Kenapa Manusia Menyimpang ?
(Al Balagh Ed.77/Th.II/Muharram/1428)
Semua hari raya Cina, termasuk Imlek, sarat dengan simbol-simbol kesyirikan. Ini diyakini memiliki daya magic untuk melakukan upacara religi, bahwa ada hal yang yang misterius yang mempengaruhi manusia.
Peringatan imlek tidak bisa dari acara barongsai Karena yang demikian dianggap mempunyai kemampuan mengundang roh dan memerintahnya. Karena itu, sejak Dinasti Hsia, penggambaran itu dipercaya mempunyai makna. Tak aneh, sosok singa selalu terlihat sebagai pengawal patung Budha di kuil-kuil China.
Namun sangat disayangkan, kaum Muslimin,juga terseret-seret ikut meramaikan acara ini. Belum ada yang secara khusus mengadakan penelitian apakah keikutsertaan mereka mengikuti tren atau karena ada yang disebut ang pao (sejenis amplop mereh menyala yang berisi uang) yang dibagi-bagi pada saat acara digelar. Jelas ini adalah fenomena kebodohan yang merembes kepada pendangkalan aqidah aqidah kaum Muslimin.
Penyimpangan dari aqidah yang benar adalah kehancuran dan kesesatan. Karena aqidah yang benar adalah pendorong utama yang melahirkan amal yang bermanfaat. Tanpa aqidah yang benar seseorang akan menjadi mangsa prasangka dan duga-duga. Karena itu anda perhatikan aqidah orang kafir cina sarat dengan takhayyul dan khurafat. Inilah yang membangan semua filosofi hidup masyarakat cina yang sangat materialistik.
al-Balagh, kali ini, mencoba mengangkat tema sebab-sebab penyimpangan aqidah yang terjadi disemua manusia, bahkan semua tingkat peradaban. Selamat menyimak.
Masyarakat yang tidak dipimpin oleh aqidah yang benar adalah masyarakat hewani, tidak memiliki prinsi-prinsip hidup bahagia, sekalipun mereka bermandikan uang dan fasilitas tapi justru itu yang menyeret mereka pada kehancuran, seperti yang kita lihat pada masyarakat jahiliyah. Karena sesungguhnya kekayaan materi memerlukan taujih dalam penggunaannya, dan tidak ada yang mampu mengarahkan kecuali aqidah shahihah.

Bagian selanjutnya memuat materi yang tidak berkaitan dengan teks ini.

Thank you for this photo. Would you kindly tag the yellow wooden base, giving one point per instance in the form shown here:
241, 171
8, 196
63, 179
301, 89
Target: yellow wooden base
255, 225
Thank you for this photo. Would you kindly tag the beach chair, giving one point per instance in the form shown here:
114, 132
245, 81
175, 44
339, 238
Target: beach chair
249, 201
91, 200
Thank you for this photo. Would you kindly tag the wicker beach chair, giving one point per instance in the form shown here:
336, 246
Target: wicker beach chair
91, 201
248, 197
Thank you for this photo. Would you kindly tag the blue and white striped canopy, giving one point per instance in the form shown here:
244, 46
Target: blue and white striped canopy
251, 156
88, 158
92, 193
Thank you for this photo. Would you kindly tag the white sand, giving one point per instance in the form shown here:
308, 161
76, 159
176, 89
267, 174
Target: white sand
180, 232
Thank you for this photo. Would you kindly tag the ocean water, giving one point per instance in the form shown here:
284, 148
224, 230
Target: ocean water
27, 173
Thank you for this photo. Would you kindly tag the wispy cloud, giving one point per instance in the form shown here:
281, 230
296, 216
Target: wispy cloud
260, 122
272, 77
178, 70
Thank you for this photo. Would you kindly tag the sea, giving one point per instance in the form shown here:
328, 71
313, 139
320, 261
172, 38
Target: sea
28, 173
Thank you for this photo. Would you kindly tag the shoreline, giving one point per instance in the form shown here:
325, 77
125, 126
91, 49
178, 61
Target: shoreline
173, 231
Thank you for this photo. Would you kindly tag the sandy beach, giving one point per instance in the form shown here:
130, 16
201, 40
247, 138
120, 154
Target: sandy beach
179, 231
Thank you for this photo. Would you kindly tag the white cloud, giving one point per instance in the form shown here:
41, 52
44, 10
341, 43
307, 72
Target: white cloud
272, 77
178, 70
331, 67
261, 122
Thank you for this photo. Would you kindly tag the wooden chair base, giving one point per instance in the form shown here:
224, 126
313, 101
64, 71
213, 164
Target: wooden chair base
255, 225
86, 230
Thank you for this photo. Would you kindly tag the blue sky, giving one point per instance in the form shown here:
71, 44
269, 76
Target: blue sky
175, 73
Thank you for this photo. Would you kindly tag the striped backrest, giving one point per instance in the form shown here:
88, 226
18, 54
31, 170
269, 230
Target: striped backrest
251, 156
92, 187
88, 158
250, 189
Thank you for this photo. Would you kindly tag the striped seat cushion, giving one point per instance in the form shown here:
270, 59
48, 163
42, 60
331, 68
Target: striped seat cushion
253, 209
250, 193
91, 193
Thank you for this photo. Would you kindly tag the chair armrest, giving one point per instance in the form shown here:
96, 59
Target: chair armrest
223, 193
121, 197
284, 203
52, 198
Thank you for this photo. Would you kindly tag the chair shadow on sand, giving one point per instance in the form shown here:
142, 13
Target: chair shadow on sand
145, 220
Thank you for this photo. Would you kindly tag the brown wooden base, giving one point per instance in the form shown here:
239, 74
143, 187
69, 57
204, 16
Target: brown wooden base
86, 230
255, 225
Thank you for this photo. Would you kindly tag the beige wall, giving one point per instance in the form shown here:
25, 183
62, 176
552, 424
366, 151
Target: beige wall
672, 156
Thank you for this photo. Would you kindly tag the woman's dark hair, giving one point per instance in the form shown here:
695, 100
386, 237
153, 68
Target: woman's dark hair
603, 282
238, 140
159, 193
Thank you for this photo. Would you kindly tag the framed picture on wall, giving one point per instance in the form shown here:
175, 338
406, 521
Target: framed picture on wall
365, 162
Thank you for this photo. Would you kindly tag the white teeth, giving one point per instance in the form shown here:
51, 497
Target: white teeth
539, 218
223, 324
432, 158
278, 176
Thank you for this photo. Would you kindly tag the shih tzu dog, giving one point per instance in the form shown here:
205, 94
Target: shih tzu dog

Maka kekuatan aqidah tidak bisa dipisahkan dengan kekuatan maaddiyah (materi). Jika itu dilakukan dengan menyeleweng dari aqidah yang benar, maka kekuatan materi akan berubah menjadi sarana penghancur dan alat perusak seperti terjadi pada semua negara kafir yang memiliki materi, tapi tidak memiliki aqidah shahihah.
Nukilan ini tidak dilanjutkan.